França debate inscrição da noção de consentimento na lei que criminaliza estupro
A Assembleia de Deputados da França começou a debater nesta semana um projeto de lei que visa inscrever o conceito de consentimento na definição do que é um estupro no Código Penal do país. A discussão ocorre paralelamente ao fim do julgamento de dezenas de homens acusados de estuprar Gisèle Pelicot, de 72 anos, que era sedada pelo marido para que esses crimes fossem cometidos, durante anos.
Daniella Franco, da RFI
O final do chamado "processo de Mazan" em Avignon, no sul do país, coincide com o debate sobre o projeto de lei que pode introduzir no Código Penal francês a ausência de consentimento na definição de estupro. O texto é de autoria da deputada francesa Sarah Legrain, do partido da esquerda radical França Insubmissa.
Atualmente, a legislação francesa estabelece que "todo ato de penetração sexual, de qualquer natureza que seja, cometido por meio de violência, imposição, ameaça ou surpresa" é um estupro. Ou seja, a noção de consentimento não faz parte da lei, o que leva advogados a terem que provar, a cada julgamento de crimes de violências sexuais, que o agressor agiu contra a vontade da vítima.
Foi o que ocorreu durante o julgamento dos 50 homens acusados de estuprar Gisèle Pelicot. Antes das agressões sexuais, a francesa era previamente sedada pelo marido, Dominique Pelicot, que levava para a residência do casal homens que conhecia pela internet.
Os estupros ocorreram durante cerca de dez anos em Mazan, no sul da França. Alguns advogados de defesa chegaram a evocar a possibilidade de a mulher ter consentido os atos e não estar inconsciente durante as agressões, embora os vídeos registrados pelo marido e exibidos durante o processo mostrem o contrário.
Projeto de lei divide opiniões
O projeto de lei que prevê inscrever a noção de consentimento na definição de estupro é defendido por boa parte da classe política francesa, inclusive pelo presidente, Emmanuel Macron, e o ministro da Justiça, Didier Migaud. No entanto, muitas personalidades do Direito francês e até organizações feministas contestam a iniciativa.
A ONG "Osez Le Féminisme" (Ousem o Feminismo) alega que o estupro não é uma relação sexual não-consentida, mas um ato de predação e de violência. Por isso, as militantes dessa organização temem que o projeto de lei possa culpabilizar ainda mais a vítima, colocando a atitude de quem foi violentado no centro do julgamento e deixando em segundo plano o ato do predador sexual.
Entrevistado pela France Info, Antoine Camus, um dos advogados da Gisèle Pelicot, também se opõe ao projeto de lei. Segundo ele, muitas vítimas acabam consentindo um ato sexual sem necessariamente estar de acordo com ele, para colocar um fim a uma situação martirizante.

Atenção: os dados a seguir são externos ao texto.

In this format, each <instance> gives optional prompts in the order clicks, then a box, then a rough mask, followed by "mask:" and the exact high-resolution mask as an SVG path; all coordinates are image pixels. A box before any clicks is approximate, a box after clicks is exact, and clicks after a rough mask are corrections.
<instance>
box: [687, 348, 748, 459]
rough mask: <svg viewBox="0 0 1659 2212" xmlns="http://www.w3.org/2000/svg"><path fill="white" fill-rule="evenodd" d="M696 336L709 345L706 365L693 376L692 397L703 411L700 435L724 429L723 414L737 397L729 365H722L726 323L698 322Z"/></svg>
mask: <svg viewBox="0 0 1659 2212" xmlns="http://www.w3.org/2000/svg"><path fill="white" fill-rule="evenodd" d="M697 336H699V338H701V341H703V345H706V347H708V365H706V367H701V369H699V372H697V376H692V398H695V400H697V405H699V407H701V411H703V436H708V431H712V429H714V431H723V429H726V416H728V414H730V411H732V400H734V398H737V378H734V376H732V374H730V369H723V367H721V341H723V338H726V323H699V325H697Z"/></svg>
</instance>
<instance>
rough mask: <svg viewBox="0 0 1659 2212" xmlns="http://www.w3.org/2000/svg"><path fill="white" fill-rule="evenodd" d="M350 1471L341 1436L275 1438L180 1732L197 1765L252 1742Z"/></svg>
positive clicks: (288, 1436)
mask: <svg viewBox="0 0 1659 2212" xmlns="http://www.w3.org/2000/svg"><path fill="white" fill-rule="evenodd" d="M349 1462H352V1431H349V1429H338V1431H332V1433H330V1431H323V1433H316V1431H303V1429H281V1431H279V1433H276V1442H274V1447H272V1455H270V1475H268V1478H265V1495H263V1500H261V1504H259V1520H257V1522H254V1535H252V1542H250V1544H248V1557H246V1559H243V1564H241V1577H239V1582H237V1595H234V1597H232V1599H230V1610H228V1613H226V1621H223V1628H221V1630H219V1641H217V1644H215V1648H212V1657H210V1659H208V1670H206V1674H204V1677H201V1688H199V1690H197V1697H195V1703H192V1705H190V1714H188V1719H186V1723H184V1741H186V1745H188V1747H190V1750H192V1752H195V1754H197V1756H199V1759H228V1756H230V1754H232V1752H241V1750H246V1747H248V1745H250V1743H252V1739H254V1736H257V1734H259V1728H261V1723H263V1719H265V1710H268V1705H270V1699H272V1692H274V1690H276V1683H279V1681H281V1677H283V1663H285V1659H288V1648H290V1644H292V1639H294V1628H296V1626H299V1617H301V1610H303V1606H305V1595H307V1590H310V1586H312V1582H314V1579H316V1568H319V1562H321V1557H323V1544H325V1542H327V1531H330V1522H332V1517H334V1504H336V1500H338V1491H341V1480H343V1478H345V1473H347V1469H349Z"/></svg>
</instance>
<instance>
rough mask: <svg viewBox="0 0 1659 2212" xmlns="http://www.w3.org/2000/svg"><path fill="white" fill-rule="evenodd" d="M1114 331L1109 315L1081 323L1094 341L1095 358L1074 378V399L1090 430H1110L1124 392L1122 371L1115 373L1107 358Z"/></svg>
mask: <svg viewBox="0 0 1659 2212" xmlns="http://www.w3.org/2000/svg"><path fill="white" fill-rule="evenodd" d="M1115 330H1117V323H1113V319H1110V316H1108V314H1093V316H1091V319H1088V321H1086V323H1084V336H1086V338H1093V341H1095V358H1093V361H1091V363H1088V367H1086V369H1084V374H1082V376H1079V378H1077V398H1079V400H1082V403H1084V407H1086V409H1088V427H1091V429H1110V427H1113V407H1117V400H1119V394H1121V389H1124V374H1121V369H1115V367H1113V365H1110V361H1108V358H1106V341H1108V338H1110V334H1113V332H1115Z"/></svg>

Já o advogado Louis-Alain Lemaire, que representa quatro dos 51 homens acusados no processo de Mazan, acredita que a modificação da lei francesa poderia também interferir no funcionamento do Direito Penal. Segundo ele, atualmente cabe à acusação demonstrar que houve o estupro. Com a inserção do consentimento na lei francesa que criminaliza o estupro, o magistrado prevê que os papéis podem se inverter e caberá à defesa demonstrar que houve consentimento.
Encerramento do "processo de Mazan"
O julgamento dos 51 homens acusados de estuprar Gisèle Pelicot entrou na fase final. O Ministério Público francês apresentou nesta semana as penas para cada um dos agressores.
A pena maior é a requerida a Dominique Pelicot. Na França, a sentença máxima para estupro é 15 anos, mas como o caso de Gisèle conta com agravantes, o principal acusado do "processo de Mazan" pode ser condenado a 20 anos de prisão.
Os advogados de defesa começaram a apresentar no final desta semana as considerações finais. Terminada essa fase, cabe aos cinco juízes da corte de Avignon entrarem em acordo para o anúncio do veredito, que deve sair até 20 de dezembro.
Segundo o último balanço do Ministério do Interior da França, 250 mil pessoas adultas sofreram ao menos uma forma de violência sexual em 2022. Entre as vítimas, 88% são mulheres.
Cerca de 95% das pessoas agredidas não registraram denúncia junto às autoridades francesas por dois principais motivos. De acordo com o documento, 24% das vítimas acreditam que a iniciativa não traria resultados concretos e 16% acham que não seriam levadas a sério pela polícia.
Em 2022, apenas 1.200 condenações por estupro foram pronunciadas na França.